Selon les dires de Cohn-Bendit, l'éducation anti-autoritaire impliquait des interactions inhabituelles entre adultes et enfants de la maternelle. «Il m'est arrivé à plusieurs reprises que certains enfants aient ouvert ma braguette et commencé à me caresser», a-t-il raconté dans un mémoire publié au 1975 (certaines traductions disent que «chatouille-moi»). «J'ai réagi différemment selon les circonstances, mais leur désir m'a posé un problème. Je leur ai demandé: «Pourquoi ne jouez-vous pas ensemble? Pourquoi m'as-tu choisi, et pas les autres enfants? Mais s'ils insistaient, je les caressais quand même.

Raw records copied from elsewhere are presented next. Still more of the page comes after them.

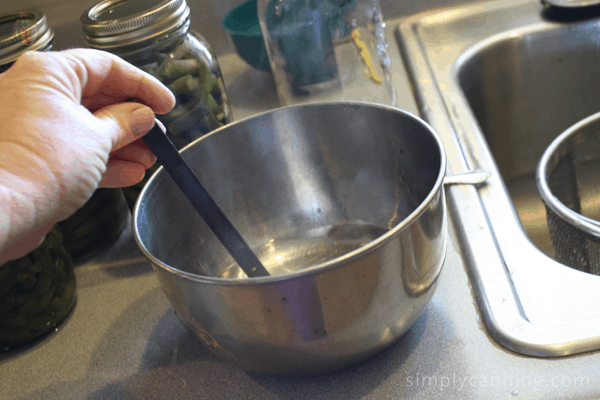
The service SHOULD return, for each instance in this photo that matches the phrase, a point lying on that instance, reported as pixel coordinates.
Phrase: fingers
(125, 122)
(97, 78)
(127, 165)
(103, 74)
(122, 174)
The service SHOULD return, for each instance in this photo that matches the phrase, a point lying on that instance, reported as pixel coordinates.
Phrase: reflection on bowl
(343, 204)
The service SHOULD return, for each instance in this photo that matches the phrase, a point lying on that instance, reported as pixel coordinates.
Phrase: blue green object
(244, 28)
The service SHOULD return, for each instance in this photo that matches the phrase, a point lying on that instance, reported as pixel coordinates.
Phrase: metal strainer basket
(568, 179)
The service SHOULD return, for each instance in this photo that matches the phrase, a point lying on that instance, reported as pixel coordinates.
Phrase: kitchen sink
(499, 81)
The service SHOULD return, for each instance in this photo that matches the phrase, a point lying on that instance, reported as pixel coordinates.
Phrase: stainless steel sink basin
(499, 81)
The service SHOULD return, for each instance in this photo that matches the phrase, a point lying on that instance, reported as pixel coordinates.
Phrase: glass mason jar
(155, 36)
(97, 224)
(323, 50)
(88, 231)
(22, 31)
(37, 292)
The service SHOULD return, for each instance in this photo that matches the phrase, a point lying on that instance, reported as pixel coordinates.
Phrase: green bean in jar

Lorsque le mémoire réapparut plusieurs années plus tard, au milieu de l'affaire Fischer, Cohn-Bendit nia avec vigueur les accusations de pédophilie. Le paragraphe en question était une "exagération littéraire", a-t-il expliqué, destinée à provoquer et à remettre en question les mœurs sexuelles bourgeoises. Ensuite, il y a eu une interview télévisée de 1982, dans laquelle Cohn-Bendit a parlé de jouer à un "jeu incroyablement érotique" avec une fillette de cinq ans. Cohn-Bendit et ses défenseurs ont insisté sur le fait que cette remarque n'était qu'une provocation. Vous, Européens de la classe moyenne, coincés, voudriez que le militant 68er dise quelque chose comme ça. Ceci était la blague.

Ou quelque chose. Après son passage coloré dans l'éducation de la petite enfance, Cohn-Bendit s'est déplacé vers le centre, à l'instar de son ami et camarade Fischer. Il a ensuite exercé les fonctions de membre du Parlement européen pendant une décennie, de 2004 à 2014. À l'époque, il était devenu le vert-libéral européen conventionnel: pour la légalisation du cannabis, pour les mariages entre personnes du même sexe et pour «les droits des enfants» (caveat emptor), pour une intégration européenne toujours plus profonde et, bien sûr, contre les «traditionalistes».

D'une manière ou d'une autre, les forces de la richesse et de la technocratie ont réussi à transformer la plupart de ces hommes et femmes - Fischer, Cohn-Bendit et leurs camarades des deux côtés de l'Atlantique - en porte-parole et agents pour un certain type de technocratie aisée. Ni les coups radicaux infligés aux flics par Fischer, ni les jeux radicaux pour enfants de Cohn-Bendit (qu’il s’agisse de faits réels ou non). épater les bourgeois) était trop difficile à avaler pour le «système».